Let’s start with the basics: When it comes to Helium, most people radically underestimate the importance of Placement and get distracted by antennas and cables. If that’s you, read the Rough Guide to set you straight.
Trust me, I’ve been there. The first hotspot I put up was successful, and while I’m very pleased with its success, it was an accident of geography, not a determined, strategic effort to maximize the most important aspect of any deployment: Location.
Let me break it down this way. When I think of earning power split out between location, elevation, antenna, and cables, the pie chart looks like this:
Are you still thinking you really need that fancy antenna?
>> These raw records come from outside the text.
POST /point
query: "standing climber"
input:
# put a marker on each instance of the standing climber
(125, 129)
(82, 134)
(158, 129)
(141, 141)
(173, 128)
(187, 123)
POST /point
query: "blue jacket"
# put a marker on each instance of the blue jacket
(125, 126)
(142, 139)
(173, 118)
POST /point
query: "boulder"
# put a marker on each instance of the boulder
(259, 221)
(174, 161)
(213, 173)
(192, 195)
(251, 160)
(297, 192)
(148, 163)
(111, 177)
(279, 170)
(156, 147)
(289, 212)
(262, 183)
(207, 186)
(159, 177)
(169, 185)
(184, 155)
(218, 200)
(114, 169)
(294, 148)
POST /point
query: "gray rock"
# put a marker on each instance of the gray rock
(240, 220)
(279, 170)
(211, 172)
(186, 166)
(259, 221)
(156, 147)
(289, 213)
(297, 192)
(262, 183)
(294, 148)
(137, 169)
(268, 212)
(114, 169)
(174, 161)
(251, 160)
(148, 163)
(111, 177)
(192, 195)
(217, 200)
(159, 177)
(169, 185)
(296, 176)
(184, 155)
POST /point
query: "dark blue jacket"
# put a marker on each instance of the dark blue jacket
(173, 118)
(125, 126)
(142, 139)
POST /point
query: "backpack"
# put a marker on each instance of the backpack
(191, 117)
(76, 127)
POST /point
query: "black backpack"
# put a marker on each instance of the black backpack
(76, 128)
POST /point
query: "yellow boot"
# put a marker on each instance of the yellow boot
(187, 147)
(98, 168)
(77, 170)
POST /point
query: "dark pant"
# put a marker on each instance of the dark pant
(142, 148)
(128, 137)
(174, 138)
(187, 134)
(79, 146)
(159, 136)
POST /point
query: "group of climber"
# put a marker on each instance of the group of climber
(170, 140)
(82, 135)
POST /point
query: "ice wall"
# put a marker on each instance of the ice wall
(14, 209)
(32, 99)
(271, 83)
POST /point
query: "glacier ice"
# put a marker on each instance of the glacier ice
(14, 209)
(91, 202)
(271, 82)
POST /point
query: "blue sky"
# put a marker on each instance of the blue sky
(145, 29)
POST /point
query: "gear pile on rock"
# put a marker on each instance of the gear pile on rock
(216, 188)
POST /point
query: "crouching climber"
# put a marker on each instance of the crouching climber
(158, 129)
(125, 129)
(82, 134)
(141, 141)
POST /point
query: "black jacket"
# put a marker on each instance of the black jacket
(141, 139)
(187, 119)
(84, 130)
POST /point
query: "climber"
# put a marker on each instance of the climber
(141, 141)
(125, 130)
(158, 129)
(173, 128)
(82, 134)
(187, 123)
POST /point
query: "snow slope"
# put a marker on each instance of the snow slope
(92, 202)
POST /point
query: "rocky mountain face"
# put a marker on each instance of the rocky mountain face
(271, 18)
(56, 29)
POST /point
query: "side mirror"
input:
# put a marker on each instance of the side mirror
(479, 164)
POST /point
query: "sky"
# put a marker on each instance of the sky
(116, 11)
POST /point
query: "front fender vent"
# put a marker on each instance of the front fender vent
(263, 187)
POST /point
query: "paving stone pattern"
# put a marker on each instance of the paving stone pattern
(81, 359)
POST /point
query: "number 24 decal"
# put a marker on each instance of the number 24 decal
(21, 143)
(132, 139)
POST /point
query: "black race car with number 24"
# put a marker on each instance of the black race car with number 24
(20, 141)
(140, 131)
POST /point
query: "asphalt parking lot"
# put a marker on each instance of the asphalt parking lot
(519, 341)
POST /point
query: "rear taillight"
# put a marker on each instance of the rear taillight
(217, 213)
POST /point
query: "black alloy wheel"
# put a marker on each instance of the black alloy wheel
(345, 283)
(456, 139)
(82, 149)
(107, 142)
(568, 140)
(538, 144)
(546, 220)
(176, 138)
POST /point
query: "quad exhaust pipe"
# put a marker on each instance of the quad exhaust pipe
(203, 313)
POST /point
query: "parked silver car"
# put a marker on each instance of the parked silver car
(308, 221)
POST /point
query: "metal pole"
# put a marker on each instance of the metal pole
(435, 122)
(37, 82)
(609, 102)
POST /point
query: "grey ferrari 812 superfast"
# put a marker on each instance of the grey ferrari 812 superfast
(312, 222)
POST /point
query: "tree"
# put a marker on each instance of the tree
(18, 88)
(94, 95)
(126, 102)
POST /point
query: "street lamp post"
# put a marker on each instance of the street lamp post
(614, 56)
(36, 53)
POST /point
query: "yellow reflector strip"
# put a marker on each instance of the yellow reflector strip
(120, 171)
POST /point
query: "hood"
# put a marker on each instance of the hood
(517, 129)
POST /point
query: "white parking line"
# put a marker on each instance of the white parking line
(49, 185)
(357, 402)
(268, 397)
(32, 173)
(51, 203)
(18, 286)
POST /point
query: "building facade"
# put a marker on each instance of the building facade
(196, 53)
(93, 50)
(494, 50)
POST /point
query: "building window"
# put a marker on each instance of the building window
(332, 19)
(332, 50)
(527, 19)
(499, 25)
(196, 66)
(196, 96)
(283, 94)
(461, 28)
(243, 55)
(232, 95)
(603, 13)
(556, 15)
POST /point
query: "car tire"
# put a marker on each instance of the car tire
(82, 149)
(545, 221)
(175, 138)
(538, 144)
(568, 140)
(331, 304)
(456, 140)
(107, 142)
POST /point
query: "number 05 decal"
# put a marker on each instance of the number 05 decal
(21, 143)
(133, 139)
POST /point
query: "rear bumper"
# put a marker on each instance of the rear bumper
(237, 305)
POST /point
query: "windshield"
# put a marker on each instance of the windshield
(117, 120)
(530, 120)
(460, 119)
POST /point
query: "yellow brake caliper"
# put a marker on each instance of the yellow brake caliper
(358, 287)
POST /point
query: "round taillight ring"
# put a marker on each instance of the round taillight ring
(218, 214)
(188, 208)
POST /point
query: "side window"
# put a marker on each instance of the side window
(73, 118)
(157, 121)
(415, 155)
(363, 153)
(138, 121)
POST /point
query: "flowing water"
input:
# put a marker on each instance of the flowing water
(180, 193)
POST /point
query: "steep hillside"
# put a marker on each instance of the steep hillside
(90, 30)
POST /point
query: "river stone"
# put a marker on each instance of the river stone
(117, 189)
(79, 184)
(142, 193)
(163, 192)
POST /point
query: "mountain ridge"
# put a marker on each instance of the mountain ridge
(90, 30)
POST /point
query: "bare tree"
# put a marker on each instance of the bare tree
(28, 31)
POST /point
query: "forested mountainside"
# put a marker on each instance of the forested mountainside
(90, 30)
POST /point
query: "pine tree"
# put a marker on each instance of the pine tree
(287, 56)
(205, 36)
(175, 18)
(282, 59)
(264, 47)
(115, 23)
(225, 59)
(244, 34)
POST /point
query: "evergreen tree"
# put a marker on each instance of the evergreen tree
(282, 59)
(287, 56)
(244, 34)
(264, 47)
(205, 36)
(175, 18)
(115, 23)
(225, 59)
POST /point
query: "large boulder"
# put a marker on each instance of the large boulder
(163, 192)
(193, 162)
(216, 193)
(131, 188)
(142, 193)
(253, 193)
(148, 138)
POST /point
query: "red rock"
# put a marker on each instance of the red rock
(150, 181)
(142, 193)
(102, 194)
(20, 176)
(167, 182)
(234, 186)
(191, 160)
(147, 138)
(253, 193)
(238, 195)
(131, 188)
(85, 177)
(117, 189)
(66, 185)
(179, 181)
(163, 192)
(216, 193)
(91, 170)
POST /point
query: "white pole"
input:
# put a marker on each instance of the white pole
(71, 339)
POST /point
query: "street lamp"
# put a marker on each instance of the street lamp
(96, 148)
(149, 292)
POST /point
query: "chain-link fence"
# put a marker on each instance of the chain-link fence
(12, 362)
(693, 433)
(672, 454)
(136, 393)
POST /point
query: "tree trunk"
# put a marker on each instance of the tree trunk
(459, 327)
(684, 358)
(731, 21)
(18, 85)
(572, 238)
Location is king. If you’re in the right place, and if you can find that golden scenario I call “Canyons and Crags”, you stand to have the highest earning hotspots in the world. All the elevation, the fanciest antennas, and the lowest loss cables won’t make a twig of difference if you’re not in the right location.
That’s where Helium.Vision comes in. One of a few services that have sprung up to help hotspot owners max out their deployments, this one is aimed at “power users”, hotspots owners with multiple hotspots who have the energy and resources to find the best locations and secure them.
I sat down with Helium.Vision owner Nick Hough to have him walk me through how to use this powerful tool. If you’re the “just tell me what to do type”, this is not for you (I can help you with that, just not in this post.)
If, on the other hand, you’ve got 10+ hotspots coming in the mail and want to make sure each one of ’em is a top earner, well, this 40 minute video deep dive on how to use Helium.Vision will probably be the difference between having high earning hotspots and just sprinkling ’em around Auntie Irma’s and Grandma Betty’s.
HV combines topography, hotspot locations, Cloud RF, and buildings to help pick the absolute best placement for your hotspots. We cover how and why you’d use the different layers, the use of Placement Query (the heart of the tool), how you can track hotspots both in and out of your stable, and how to keep an eye on what’s going on in your region. This last one has been interesting; 2 hotspots have been brought to my attention in the last 24 hours here in San Diego.
This is the first in a series of posts I’m doing on Helium tools you can use to improve your deployments. From other software offerings to how to make your own cables to how to run your signal through a coax-lined house, I’m pumped to share ways that you can optimize your Helium hotspots deployments. Let’s build this network!
p.s. I don’t do affiliate links or referral programs. If I’m given something by a manufacturer (like that Bobcat hotspot), you’ll know about it. These reviews are intended to help YOU optimize your deployments and learn about Helium. Rock on!